The 50-year commitment

The treatment train continues after mine closure. The chemistry does not know the mine is closed. Closure plans under the Mineral and Petroleum Resources Development Act (Act 28 of 2002) require a financial provision that funds water treatment for the post-closure period — typically 30–50 years on Witwatersrand-class operations. Underestimating the duration is the single largest financial liability on a mining balance sheet.

Operators inheriting AMD from prior workings face the same chemistry without the historical revenue.
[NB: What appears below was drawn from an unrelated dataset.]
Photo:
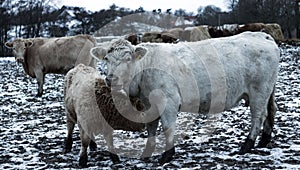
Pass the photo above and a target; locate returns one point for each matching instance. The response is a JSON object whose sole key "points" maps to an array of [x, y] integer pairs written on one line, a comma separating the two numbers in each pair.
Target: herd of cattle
{"points": [[151, 82]]}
The water-treatment strategy is identical; the funding model is harder. Engineering the lowest-OpEx train, with the smallest sludge stream and the highest-uptime control system, is where the next forty years are won or lost.

MiningAcid Mine DrainageTailingsCompliance
References
  1. McCarthy, T.S. 'The impact of acid mine drainage in South Africa.' South African Journal of Science, 107(5/6), 2011.
  2. Akcil, A. & Koldas, S. 'Acid Mine Drainage: causes, treatment and case studies.' Journal of Cleaner Production, 14, 2006.
  3. Republic of South Africa. Mineral and Petroleum Resources Development Act, Act 28 of 2002.
  4. Department of Water and Sanitation. Best Practice Guideline G4: Impact Prediction. DWS, 2008.